What with levels of carbon dioxide in the atmosphere having reached a tipping point, the planet’s climate is in for some rough times ahead. The scramble is now on to try and mitigate the effects of greenhouse gases with scientific means. And those efforts have now got a welcome shot in the arm.

Scientists at the US’s Department of Energy’s Oak Ridge National Laboratory (ORNL) in Oak Ridge, Tennessee, have devised an electrochemical process for turning carbon dioxide into ethanol, which can be used to power cars and generators.  A team of researchers did so by creating a nanotechnology-based catalyst from carbon, copper and nitrogen. They then applied a very modest amount of electricity (just 1.2 volts) to trigger a complex chemical reaction that serves to reverse the process of combustion, during which a solution of carbon dioxide dissolved in water turned into ethanol, with a yield of 63%.

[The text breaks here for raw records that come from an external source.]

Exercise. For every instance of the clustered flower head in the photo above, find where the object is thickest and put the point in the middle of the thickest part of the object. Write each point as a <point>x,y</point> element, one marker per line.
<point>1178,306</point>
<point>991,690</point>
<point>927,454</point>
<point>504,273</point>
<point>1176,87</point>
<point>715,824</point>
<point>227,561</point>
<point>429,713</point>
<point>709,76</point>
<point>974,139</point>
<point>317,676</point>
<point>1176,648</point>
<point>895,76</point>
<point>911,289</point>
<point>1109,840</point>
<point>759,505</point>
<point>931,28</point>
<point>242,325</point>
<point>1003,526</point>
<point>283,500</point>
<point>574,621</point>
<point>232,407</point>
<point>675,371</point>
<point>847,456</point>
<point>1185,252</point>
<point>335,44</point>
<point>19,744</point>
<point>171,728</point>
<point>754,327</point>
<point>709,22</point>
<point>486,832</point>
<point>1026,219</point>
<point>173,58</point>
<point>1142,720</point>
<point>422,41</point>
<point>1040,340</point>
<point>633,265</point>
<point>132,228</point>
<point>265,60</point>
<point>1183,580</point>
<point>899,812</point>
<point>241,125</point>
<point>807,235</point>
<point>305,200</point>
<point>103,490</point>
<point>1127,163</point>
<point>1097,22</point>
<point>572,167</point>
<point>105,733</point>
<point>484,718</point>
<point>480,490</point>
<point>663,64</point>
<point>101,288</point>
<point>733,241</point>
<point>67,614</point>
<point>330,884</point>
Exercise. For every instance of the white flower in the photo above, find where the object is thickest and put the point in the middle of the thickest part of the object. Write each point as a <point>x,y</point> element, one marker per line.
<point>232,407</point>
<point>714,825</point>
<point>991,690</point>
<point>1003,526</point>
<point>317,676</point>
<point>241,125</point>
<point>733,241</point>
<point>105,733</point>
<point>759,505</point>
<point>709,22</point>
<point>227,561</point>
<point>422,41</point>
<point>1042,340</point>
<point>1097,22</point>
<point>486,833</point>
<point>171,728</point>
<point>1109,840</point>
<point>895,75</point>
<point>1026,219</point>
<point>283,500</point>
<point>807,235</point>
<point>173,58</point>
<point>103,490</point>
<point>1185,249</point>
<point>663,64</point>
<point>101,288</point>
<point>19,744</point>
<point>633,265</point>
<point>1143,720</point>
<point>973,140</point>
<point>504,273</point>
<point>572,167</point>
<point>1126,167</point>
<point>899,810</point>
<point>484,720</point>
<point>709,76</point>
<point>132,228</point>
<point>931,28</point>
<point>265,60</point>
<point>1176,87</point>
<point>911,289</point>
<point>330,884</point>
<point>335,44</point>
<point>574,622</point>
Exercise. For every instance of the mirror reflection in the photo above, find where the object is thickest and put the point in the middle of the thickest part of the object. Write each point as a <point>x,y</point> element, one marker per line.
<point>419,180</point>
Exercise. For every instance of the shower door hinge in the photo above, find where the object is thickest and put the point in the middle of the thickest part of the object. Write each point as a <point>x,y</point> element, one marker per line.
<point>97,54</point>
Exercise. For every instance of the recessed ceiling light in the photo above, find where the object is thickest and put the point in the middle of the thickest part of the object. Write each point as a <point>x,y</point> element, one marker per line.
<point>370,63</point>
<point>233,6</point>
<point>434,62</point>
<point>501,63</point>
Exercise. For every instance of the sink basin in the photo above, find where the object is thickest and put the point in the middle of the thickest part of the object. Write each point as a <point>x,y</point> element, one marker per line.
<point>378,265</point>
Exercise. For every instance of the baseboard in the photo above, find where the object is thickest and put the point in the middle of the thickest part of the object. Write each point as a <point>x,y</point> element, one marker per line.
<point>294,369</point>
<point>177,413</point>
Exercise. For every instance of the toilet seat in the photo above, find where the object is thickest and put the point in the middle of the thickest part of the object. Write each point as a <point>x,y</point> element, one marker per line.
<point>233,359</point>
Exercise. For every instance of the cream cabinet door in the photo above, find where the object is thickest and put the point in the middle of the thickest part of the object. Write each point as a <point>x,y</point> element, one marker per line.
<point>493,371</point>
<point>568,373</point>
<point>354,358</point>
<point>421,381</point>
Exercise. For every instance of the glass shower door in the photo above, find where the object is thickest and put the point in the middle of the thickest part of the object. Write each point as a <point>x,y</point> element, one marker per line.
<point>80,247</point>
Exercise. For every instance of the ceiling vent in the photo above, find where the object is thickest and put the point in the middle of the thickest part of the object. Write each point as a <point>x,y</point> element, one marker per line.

Good news? Most certainly. Especially so because the scientists hit upon the process by accident. “We discovered somewhat by accident that this material worked,” explained Adam Rondinone, the lead author of the team’s study, which was published in ChemistrySelect. “We were trying to study the first step of a proposed reaction when we realized that the catalyst was doing the entire reaction on its own.”

The scientists in their laboratory. Photo Credit: ORNL

The scientists in their laboratory. Photo Credit: ORNL

He elucidated: “We’re taking carbon dioxide, a waste product of combustion, and we’re pushing that combustion reaction backwards with very high selectivity to a useful fuel. Ethanol was a surprise – it’s extremely difficult to go straight from carbon dioxide to ethanol with a single catalyst.”

Better yet: The technique of converting CO2 into ethanol (of which billions of gallons are used a year in the US alone) relies on low-cost materials and can be performed at room temperature in water. In other words, it could be scaled up to industrial-level production with relative ease. “The catalyst’s novelty lies in its nanoscale structure, consisting of copper nanoparticles embedded in carbon spikes,” the researchers explain. “This nano-texturing approach avoids the use of expensive or rare metals such as platinum that limit the economic viability of many catalysts.”

“A process like this would allow you to consume extra electricity when it’s available to make and store as ethanol,” Rondinone noted. “This could help to balance a grid supplied by intermittent renewable sources,” such as wind and solar power.

This is just one of several promising projects that scientists worldwide are working on in efforts to try and suck some of the vast quantities of CO2 out of the atmosphere and put it to good use. The proposed solutions range from converting atmospheric CO2 into methanol fuel to locking CO2 up in solid rocks buried underground.